The Public Company Accounting Oversight Board has approved a new proposal to expand the current pass-fail audit report in a way that would give investors more information about what auditors do and what they learn during the course of their work.

It is the board’s second try at a standard that would require auditors to identify and explain in the audit report “critical audit matters” that arose during the course of each audit. Concerns over of the first proposal, issued in 2013, centered on whether it would prompt auditors to disclose information that even management is not required to share with investors, and whether it gave auditors too broad of a definition of what they might need to explain.

The new proposal would define CAMs as any matter communicated or required to be communicated to the audit committee that both relates to accounts or disclosures that are material to the financial statements and involved “especially challenging, subjective, or complex auditor judgment,” according to the PCAOB. The standard would provide factors for auditors to consider to help them determine whether a matter should be identified as a CAM. The new definition compared with that in the earlier proposal would limit the potential number of CAMs that auditors would be required to disclosed.

In the audit report, the auditor would be required to identify the CAM, describe the reasons it was identified as a CAM, describe how it was addressed in the audit, and tie the CAM to financial statement accounts and disclosures. In addition to the CAM requirements, the new audit report would contain clarifications around existing auditor duties, especially with respect to independence and fraud. It also would require the audit firm to say how long it’s been the company’s auditor.

Investor feedback to the board’s 2013 proposal confirmed that the board would be wise to retain the current pass-fail model, where auditors do not grade a company’s financial statements but simply assert that they pass or fail in terms of fairly presenting the company’s financial status, said PCAOB Chairman James Doty. “But in today’s complex economy, and particularly in light of lessons learned after the financial crisis, investors want a better understanding of the judgments that go into an opinion,” he said. “Not a recitation of the standard procedures that apply to any audit, but the specific judgments that were most critical to the auditor in arriving at the opinion.”
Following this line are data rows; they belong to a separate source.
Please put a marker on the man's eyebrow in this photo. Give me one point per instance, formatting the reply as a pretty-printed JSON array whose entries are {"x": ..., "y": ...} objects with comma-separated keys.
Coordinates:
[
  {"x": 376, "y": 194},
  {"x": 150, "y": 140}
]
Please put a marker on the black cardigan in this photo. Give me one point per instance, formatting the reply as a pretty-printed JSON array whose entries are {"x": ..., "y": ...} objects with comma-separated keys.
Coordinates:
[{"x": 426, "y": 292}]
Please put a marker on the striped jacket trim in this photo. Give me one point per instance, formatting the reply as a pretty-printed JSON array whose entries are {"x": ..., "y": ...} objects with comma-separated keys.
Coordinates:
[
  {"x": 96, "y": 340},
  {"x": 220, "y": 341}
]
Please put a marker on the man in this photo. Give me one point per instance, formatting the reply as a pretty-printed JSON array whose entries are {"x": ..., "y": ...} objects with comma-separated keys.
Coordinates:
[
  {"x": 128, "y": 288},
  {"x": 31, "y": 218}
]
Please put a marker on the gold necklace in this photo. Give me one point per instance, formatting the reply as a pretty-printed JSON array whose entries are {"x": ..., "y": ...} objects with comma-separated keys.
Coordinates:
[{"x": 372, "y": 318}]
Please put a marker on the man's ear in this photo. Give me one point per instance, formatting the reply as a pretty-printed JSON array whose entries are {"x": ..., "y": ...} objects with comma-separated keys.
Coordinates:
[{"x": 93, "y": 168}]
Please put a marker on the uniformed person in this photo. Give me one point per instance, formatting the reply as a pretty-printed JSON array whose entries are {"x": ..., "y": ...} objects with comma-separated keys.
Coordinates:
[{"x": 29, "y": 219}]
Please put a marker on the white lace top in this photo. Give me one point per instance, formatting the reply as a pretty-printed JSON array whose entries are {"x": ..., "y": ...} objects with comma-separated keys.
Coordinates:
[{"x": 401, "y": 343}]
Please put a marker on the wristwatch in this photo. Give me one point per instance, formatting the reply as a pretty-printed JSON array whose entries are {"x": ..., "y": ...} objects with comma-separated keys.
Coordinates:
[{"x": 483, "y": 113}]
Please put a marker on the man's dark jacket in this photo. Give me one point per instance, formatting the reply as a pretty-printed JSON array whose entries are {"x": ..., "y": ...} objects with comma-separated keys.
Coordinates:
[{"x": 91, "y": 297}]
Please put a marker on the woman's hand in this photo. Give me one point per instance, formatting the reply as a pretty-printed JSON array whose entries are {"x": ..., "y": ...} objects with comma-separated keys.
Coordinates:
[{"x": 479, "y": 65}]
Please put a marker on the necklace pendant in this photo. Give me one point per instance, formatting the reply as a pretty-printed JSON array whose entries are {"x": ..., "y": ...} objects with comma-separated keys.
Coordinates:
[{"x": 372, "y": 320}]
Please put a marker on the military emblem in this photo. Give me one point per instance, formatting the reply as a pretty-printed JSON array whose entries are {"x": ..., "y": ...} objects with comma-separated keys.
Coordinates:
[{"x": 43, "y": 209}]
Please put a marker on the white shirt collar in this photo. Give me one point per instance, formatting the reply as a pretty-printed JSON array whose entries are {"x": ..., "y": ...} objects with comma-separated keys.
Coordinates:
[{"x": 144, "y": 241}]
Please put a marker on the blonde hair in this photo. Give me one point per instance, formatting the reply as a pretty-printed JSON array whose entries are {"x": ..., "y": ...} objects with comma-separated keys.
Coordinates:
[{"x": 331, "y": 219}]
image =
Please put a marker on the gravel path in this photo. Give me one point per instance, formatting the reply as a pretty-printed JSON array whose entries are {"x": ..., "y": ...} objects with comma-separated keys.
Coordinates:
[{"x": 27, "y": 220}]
PCAOB member Steve Harris is eager to see the proposal adopted. “It is well past time that investors, the real clients of the auditor, who ultimately pay for the audit and depend upon its veracity, receive a report that meets their legitimate expectations and needs,” he said.

Injecting a measure of humor into the discussion of how audit reports could say more than they do today, PCAOB member Jay Hanson recited a poem credited to Ira McGladrey, founder of the audit firm where Hanson spent his career:

We have audited the balance sheet and here is our report:

The cash is overstated, the cashier being short.

The customers' receivables are very much past due.

If there are any good ones they are very, very few;

The inventories are out of date and practically junk,

And the method of their pricing is very largely bunk.

According to our figures the enterprise is wrecked.

But subject to these comments, the balance sheet's correct.